A TFSA stuffed with dividend stocks can be an incredibly powerful income generation tool, especially after a few decades of compounding.
As I’ve outlined before, it’s not really that hard to become a TFSA millionaire. If an investor maxes out their contribution room and gets a half-decent rate of return, their millionaire status is inevitable.
Think about how nice it would be to have a cool million spinning off gobs of lucrative tax-free income. At just a 4% yield, you’d be looking at $40,000 annually. That’s the equivalent of making $55,000 or $60,000 from traditional employment income, depending on your province.
Now think about how attractive a dividend yield of 6%, 8%, or even 10% would be. That would be a heck of an income stream, even a few decades from now.
Here are three stocks with generous dividends you can stuff in your TFSA today. Begin building your passive-income empire now.
Gamehost (TSX:GH) is a small-cap casino operator with properties in Grande Prairie, Fort McMurray, and Calgary in Alberta.
Shares are priced at an attractive valuation because of concerns about the overall Alberta economy, trading at just 14 times forward earnings. Casino results have been somewhat weaker with revenue taking a small hit and earnings falling some 25% since peaking in 2014. The Fort McMurray wildfires didn’t help results either.

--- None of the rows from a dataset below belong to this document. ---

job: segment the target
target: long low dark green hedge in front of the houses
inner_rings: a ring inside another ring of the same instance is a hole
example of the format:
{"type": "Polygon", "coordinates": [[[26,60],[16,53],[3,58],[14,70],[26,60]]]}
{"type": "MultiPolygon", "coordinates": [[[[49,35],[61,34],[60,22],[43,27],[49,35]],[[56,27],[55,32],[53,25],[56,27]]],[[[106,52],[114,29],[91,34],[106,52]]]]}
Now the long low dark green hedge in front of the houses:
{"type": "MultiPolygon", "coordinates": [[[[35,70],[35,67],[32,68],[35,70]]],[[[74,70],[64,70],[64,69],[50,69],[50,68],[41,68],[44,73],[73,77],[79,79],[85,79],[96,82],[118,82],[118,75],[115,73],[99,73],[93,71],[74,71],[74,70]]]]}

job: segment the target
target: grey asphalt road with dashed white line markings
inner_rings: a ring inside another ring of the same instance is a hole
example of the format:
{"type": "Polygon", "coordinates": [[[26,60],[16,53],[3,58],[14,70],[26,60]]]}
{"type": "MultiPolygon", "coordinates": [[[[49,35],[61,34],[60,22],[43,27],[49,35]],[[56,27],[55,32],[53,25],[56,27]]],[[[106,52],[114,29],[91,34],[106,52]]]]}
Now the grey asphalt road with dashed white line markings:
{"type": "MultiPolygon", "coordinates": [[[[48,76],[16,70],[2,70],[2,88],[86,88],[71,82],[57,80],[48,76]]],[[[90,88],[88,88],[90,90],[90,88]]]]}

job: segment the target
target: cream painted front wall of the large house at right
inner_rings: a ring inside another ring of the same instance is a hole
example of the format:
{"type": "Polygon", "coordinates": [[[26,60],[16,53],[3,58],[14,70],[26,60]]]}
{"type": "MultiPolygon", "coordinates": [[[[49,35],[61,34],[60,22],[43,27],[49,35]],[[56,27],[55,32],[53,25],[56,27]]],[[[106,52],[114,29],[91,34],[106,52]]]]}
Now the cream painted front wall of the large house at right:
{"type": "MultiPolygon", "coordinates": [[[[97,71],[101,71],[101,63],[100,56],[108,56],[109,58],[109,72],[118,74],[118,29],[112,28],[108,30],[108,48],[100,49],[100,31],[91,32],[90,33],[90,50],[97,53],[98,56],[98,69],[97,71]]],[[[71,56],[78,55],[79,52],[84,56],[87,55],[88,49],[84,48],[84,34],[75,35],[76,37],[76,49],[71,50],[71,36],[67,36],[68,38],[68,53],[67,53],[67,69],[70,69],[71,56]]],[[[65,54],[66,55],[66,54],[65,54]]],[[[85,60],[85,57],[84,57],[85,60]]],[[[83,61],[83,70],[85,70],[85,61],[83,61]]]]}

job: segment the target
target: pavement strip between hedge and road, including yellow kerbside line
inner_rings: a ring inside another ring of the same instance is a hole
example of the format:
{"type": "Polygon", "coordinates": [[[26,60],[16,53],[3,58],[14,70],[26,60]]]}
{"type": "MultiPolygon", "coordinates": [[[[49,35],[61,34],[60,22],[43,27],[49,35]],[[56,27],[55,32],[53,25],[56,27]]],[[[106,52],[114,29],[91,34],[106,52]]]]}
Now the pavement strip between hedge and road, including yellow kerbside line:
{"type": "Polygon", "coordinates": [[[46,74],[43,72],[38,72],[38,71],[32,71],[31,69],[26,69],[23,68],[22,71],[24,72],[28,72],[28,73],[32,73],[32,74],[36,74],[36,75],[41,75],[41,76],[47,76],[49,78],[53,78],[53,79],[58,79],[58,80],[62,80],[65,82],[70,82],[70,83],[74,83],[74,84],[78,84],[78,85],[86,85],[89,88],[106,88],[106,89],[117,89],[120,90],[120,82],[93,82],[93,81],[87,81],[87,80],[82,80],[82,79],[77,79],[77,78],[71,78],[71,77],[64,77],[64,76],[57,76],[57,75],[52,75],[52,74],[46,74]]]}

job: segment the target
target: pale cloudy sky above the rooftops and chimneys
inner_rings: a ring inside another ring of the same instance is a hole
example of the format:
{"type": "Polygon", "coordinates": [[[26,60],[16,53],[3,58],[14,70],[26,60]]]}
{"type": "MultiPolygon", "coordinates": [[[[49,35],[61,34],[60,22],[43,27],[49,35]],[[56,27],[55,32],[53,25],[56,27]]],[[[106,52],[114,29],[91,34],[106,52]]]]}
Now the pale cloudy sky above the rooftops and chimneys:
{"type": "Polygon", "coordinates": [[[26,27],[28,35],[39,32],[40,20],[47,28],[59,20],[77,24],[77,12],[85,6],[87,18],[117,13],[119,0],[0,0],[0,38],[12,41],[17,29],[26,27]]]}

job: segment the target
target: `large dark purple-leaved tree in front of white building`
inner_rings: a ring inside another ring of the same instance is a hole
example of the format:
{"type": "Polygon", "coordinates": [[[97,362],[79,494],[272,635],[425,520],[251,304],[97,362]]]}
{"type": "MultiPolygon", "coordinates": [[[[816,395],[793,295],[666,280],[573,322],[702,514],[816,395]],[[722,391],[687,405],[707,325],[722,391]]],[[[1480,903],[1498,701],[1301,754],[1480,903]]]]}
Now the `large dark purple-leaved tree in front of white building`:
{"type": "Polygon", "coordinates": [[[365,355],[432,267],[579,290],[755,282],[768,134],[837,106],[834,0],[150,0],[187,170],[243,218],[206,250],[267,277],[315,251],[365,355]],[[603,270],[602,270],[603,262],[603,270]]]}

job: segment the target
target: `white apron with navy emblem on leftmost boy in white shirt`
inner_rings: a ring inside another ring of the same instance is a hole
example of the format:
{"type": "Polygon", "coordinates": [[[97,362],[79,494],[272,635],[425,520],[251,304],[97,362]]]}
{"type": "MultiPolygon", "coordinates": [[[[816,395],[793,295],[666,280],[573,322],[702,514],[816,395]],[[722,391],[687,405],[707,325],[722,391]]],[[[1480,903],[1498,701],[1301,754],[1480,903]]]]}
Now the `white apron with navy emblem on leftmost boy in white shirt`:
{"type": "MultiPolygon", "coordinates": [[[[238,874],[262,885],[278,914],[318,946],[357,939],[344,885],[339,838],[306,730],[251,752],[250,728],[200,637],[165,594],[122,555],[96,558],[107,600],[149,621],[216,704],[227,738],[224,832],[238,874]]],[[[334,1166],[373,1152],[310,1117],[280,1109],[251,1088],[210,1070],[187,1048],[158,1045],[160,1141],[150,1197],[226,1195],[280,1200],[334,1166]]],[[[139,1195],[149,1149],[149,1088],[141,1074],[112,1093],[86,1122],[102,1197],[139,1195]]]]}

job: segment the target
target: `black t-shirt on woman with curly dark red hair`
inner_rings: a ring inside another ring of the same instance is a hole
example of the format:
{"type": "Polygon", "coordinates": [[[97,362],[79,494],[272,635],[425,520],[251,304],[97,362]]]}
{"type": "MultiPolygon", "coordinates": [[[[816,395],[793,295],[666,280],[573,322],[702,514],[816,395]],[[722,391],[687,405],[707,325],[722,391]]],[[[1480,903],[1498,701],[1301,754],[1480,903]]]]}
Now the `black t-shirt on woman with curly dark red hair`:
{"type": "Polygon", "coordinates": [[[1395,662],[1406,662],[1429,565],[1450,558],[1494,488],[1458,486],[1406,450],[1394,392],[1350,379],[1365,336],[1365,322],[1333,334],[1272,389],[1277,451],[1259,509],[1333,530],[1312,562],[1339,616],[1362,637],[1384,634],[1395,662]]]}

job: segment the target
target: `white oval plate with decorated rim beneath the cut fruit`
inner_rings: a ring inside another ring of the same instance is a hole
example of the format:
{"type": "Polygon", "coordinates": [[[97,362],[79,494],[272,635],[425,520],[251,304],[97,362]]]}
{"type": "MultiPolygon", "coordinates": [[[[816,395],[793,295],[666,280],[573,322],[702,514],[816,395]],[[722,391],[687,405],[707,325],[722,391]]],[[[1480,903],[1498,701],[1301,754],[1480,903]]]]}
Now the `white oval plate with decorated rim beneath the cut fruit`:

There’s still a lot to like here. The casino business is a good one; Gamehost regularly generates close to 40% operating margins. Management recently announced a hotel acquisition that should increase the bottom line. And the company can still afford its generous dividend. The payout is 7.1%.
Alaris Royalty (TSX:AD) is a finance company that takes a special ownership stake in a company — usually in the form of preferred shares — in exchange for a generous dividend stream. Often, the dividend is tied to increasing sales or earnings, which gives Alaris some upside potential if the company does well.
In 2017 and 2018, Alaris ran into a few problems when some of its royalty partners had financial difficulties, which led to lower payments. And some of the more successful partners also exercised exit clauses, which resulted in a nice one-time bump but sacrificed longer-term earnings.
The good news is the company has put some capital back to work over the last few months, including a US$46 million investment in advertising company GWM Holdings and a similar investment in Body Contour Centers, a plastic surgery company with some 50 locations across the United States. Both these investments boosted income by approximately 10% each, with Alaris’s management sharing the wealth with shareholders by increasing the dividend.
Alaris’s new annual payout is $1.65 per share, which gives shares a generous 8.5% yield.
American Hotel Properties
I’m the first to admit American Hotel Properties REIT (TSX:HOT.UN) has a somewhat risky dividend. The current yield is 11.6%. Anything above 10% is usually viewed as at risk of being cut.
American Hotel Properties has completely transformed its business over the last five years. The company used to only own bargain-priced hotels that catered to rail workers, which came with the benefit of renting rooms twice a day to both day and night shift employees. After more than a dozen acquisitions, most revenue today comes from nicer hotels located in larger cities.
At this point, the company can afford the dividend, with payments over the last year barely below adjusted funds from operations. The company was also doing renovations on a couple of its marquee properties, which caused a temporary drop in profits. Bulls hope earnings will rebound to the point where the company offers a 90% payout ratio.
Another reason to be bullish on American Hotel Properties is the insider buying from new CEO John O’Neill. O’Neill purchased some 57,000 shares in December alone and has elected to take his salary in the form of stock. That alone is a pretty bullish signal.